## Lesson: Factors and Fractions

Developing the Concept

Students will remember concepts more readily when they are connected to other concepts. The GCF and LCM are the underlying concepts for finding equivalent fractions and adding and subtracting fractions, which students will do later.

**Materials:** paper and pencil

**Preparation:** none

**Prerequisite Skills and Background:** Students should know what prime and composite numbers are and how to find the prime factorization of a number. Students should also have a fundamental understanding of fractions.

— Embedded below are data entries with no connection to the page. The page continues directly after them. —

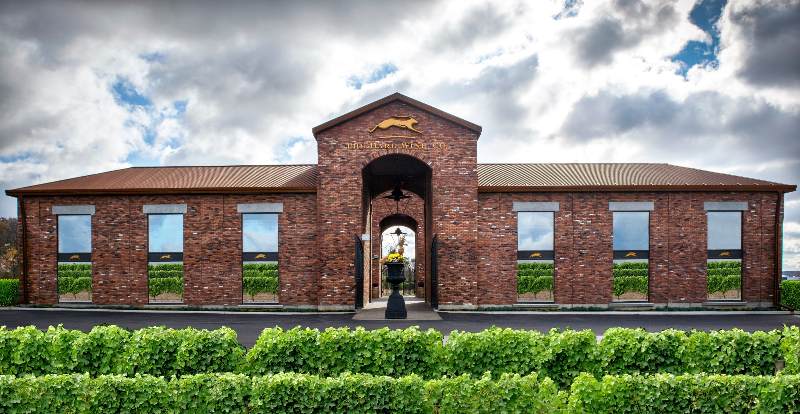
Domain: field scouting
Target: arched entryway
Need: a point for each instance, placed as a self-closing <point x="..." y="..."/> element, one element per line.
<point x="396" y="193"/>
<point x="399" y="234"/>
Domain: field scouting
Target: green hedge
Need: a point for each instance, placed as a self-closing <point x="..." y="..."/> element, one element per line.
<point x="113" y="350"/>
<point x="161" y="285"/>
<point x="362" y="393"/>
<point x="694" y="393"/>
<point x="9" y="292"/>
<point x="560" y="355"/>
<point x="74" y="285"/>
<point x="533" y="284"/>
<point x="336" y="350"/>
<point x="724" y="283"/>
<point x="255" y="285"/>
<point x="790" y="294"/>
<point x="280" y="393"/>
<point x="624" y="284"/>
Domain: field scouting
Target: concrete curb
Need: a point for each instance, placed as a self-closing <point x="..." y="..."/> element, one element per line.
<point x="643" y="313"/>
<point x="180" y="312"/>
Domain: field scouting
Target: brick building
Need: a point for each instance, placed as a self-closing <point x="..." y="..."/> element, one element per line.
<point x="487" y="235"/>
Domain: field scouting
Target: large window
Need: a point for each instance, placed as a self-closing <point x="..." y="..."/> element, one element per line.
<point x="260" y="258"/>
<point x="724" y="268"/>
<point x="631" y="255"/>
<point x="535" y="256"/>
<point x="165" y="258"/>
<point x="75" y="258"/>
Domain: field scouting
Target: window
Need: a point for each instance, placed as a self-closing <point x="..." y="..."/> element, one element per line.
<point x="631" y="244"/>
<point x="74" y="281"/>
<point x="535" y="255"/>
<point x="724" y="266"/>
<point x="260" y="258"/>
<point x="165" y="258"/>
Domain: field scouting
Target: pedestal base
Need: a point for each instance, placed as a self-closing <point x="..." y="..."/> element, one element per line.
<point x="396" y="306"/>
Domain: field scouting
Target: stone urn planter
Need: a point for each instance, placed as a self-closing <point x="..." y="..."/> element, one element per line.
<point x="396" y="306"/>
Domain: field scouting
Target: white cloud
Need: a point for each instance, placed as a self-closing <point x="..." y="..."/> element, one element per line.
<point x="257" y="77"/>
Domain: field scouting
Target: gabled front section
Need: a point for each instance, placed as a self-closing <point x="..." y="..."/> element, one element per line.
<point x="484" y="236"/>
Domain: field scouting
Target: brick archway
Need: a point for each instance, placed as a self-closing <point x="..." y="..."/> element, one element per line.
<point x="381" y="177"/>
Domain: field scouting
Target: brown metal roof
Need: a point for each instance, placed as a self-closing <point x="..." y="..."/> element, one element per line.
<point x="222" y="179"/>
<point x="389" y="99"/>
<point x="491" y="178"/>
<point x="612" y="176"/>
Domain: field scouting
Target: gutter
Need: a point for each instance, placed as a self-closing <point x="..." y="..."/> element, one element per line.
<point x="778" y="250"/>
<point x="23" y="251"/>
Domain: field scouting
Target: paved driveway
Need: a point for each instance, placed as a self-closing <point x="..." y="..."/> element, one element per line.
<point x="249" y="325"/>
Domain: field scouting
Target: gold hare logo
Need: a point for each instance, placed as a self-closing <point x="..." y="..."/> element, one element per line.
<point x="405" y="122"/>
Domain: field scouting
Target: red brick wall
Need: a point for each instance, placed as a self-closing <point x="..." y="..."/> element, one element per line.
<point x="212" y="248"/>
<point x="454" y="198"/>
<point x="583" y="246"/>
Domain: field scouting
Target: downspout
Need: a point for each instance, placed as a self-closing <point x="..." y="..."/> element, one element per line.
<point x="778" y="250"/>
<point x="23" y="251"/>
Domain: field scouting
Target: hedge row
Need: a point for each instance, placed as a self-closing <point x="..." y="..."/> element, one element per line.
<point x="725" y="264"/>
<point x="336" y="350"/>
<point x="281" y="393"/>
<point x="362" y="393"/>
<point x="560" y="355"/>
<point x="534" y="284"/>
<point x="535" y="266"/>
<point x="696" y="393"/>
<point x="790" y="293"/>
<point x="625" y="284"/>
<point x="9" y="292"/>
<point x="157" y="286"/>
<point x="74" y="267"/>
<point x="724" y="283"/>
<point x="165" y="266"/>
<point x="255" y="285"/>
<point x="113" y="350"/>
<point x="74" y="285"/>
<point x="261" y="266"/>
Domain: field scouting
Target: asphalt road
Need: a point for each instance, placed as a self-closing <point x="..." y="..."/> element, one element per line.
<point x="249" y="325"/>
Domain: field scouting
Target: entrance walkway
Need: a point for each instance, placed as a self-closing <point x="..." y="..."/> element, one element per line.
<point x="417" y="309"/>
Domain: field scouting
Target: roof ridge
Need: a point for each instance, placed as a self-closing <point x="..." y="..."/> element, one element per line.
<point x="220" y="165"/>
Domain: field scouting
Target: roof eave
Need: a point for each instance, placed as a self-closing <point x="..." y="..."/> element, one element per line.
<point x="148" y="191"/>
<point x="781" y="188"/>
<point x="392" y="98"/>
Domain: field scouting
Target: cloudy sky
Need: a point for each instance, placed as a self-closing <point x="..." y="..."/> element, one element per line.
<point x="88" y="87"/>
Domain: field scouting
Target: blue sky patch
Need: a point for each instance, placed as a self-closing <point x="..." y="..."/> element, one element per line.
<point x="126" y="94"/>
<point x="705" y="15"/>
<point x="381" y="72"/>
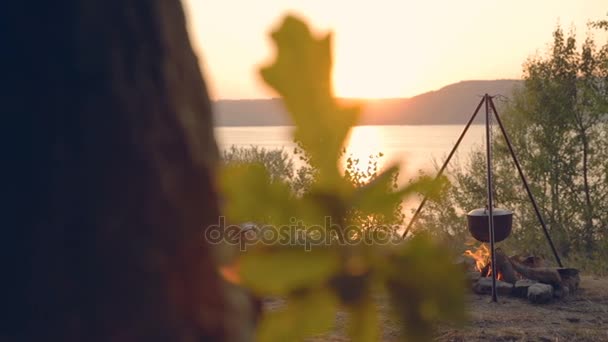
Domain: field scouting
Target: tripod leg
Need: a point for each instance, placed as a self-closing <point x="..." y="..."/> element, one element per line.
<point x="490" y="198"/>
<point x="445" y="164"/>
<point x="523" y="178"/>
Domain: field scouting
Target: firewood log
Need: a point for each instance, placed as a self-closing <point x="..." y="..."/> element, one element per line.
<point x="547" y="275"/>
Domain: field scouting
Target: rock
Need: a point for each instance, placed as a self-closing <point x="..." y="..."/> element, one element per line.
<point x="521" y="287"/>
<point x="540" y="293"/>
<point x="570" y="278"/>
<point x="561" y="292"/>
<point x="484" y="286"/>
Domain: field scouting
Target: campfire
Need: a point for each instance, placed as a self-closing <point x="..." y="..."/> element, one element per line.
<point x="519" y="276"/>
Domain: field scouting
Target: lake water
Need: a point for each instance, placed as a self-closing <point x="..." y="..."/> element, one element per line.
<point x="413" y="147"/>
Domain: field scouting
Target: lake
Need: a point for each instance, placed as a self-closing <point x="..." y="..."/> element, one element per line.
<point x="413" y="147"/>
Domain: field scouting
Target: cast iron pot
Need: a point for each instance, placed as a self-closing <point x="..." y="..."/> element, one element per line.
<point x="479" y="224"/>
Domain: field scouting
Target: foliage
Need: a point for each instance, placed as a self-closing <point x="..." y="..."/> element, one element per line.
<point x="557" y="122"/>
<point x="278" y="163"/>
<point x="418" y="274"/>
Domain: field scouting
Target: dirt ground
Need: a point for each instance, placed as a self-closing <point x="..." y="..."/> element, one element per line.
<point x="580" y="317"/>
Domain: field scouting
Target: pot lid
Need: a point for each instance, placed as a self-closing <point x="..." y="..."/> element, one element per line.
<point x="484" y="212"/>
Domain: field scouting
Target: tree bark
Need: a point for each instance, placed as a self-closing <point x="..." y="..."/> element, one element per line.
<point x="110" y="156"/>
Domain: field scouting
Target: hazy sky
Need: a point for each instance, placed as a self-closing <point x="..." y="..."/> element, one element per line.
<point x="384" y="48"/>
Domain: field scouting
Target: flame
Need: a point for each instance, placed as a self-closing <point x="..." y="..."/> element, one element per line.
<point x="482" y="258"/>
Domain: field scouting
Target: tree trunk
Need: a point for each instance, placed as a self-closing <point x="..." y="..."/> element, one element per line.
<point x="110" y="156"/>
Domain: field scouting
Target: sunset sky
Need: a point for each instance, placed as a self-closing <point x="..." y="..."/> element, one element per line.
<point x="384" y="48"/>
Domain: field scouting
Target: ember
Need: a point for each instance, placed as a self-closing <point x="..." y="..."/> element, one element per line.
<point x="521" y="277"/>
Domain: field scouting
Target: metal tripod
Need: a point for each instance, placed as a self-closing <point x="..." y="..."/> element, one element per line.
<point x="489" y="107"/>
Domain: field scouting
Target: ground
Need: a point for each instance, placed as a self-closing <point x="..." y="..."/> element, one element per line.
<point x="581" y="317"/>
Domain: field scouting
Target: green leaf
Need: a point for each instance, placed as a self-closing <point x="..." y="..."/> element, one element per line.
<point x="301" y="74"/>
<point x="282" y="271"/>
<point x="305" y="315"/>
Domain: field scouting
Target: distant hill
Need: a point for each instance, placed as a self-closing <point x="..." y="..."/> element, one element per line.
<point x="452" y="104"/>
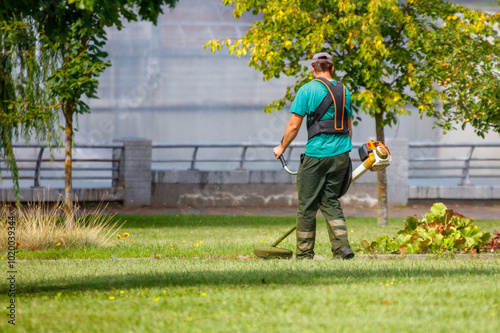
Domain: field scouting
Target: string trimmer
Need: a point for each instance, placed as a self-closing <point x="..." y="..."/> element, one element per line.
<point x="374" y="155"/>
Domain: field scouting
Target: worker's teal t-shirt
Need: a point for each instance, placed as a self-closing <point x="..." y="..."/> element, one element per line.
<point x="307" y="100"/>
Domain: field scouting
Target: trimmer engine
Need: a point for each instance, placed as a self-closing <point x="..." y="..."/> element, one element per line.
<point x="375" y="155"/>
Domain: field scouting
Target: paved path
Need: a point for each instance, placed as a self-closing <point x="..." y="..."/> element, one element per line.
<point x="475" y="212"/>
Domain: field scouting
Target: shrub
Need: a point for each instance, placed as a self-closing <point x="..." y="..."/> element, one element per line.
<point x="42" y="226"/>
<point x="442" y="230"/>
<point x="494" y="244"/>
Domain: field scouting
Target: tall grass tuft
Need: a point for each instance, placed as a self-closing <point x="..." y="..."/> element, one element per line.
<point x="40" y="226"/>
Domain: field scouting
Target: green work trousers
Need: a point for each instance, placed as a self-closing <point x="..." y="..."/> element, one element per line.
<point x="318" y="185"/>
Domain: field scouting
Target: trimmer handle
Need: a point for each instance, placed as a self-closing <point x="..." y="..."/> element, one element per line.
<point x="282" y="160"/>
<point x="283" y="163"/>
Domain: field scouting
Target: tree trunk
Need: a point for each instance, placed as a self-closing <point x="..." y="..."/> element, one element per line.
<point x="383" y="210"/>
<point x="68" y="177"/>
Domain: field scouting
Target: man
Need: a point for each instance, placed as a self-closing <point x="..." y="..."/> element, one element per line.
<point x="326" y="162"/>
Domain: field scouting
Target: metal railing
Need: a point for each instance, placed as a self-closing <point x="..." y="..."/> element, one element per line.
<point x="452" y="161"/>
<point x="455" y="161"/>
<point x="241" y="158"/>
<point x="459" y="163"/>
<point x="51" y="168"/>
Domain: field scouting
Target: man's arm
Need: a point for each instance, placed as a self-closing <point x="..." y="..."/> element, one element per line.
<point x="291" y="131"/>
<point x="349" y="126"/>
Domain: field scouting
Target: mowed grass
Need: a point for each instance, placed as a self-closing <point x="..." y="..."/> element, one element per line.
<point x="230" y="295"/>
<point x="197" y="285"/>
<point x="209" y="236"/>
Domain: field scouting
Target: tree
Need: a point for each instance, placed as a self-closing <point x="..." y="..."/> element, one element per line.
<point x="430" y="54"/>
<point x="25" y="107"/>
<point x="74" y="31"/>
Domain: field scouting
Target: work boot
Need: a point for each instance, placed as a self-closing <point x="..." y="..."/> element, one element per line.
<point x="344" y="253"/>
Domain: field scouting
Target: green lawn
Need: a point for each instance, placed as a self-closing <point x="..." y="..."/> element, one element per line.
<point x="200" y="288"/>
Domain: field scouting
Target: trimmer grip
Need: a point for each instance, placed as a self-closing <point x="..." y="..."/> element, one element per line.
<point x="282" y="160"/>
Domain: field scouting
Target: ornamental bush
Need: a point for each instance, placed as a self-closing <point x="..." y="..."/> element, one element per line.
<point x="442" y="230"/>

**Wrap-Up and Assessment Hints**

An excellent way to deepen your students' understanding of the LCM is to create an open-ended request, such as “Find three pairs of numbers whose LCM is 20.” There are many solutions to this problem including the following: 1 and 20, 4 and 5, 10 and 4, and 20 and 5. In order for students to find solutions to the problem, they will have to be sure that at most one factor of 5 appears in one of the numbers and that 4 is a factor of one of the numbers, since 20 = 2² x 5.

Similarly, to deepen your students' understanding of the GCF, create an open-ended request, such as “Find three pairs of numbers whose GCF is 12.” Once again, there are many solutions to this problem, including the following: 12 and 36, 36 and 24, and 36 and 60. Students should realize that all the number pairs are multiples of the GCF (12) but have no other common factor.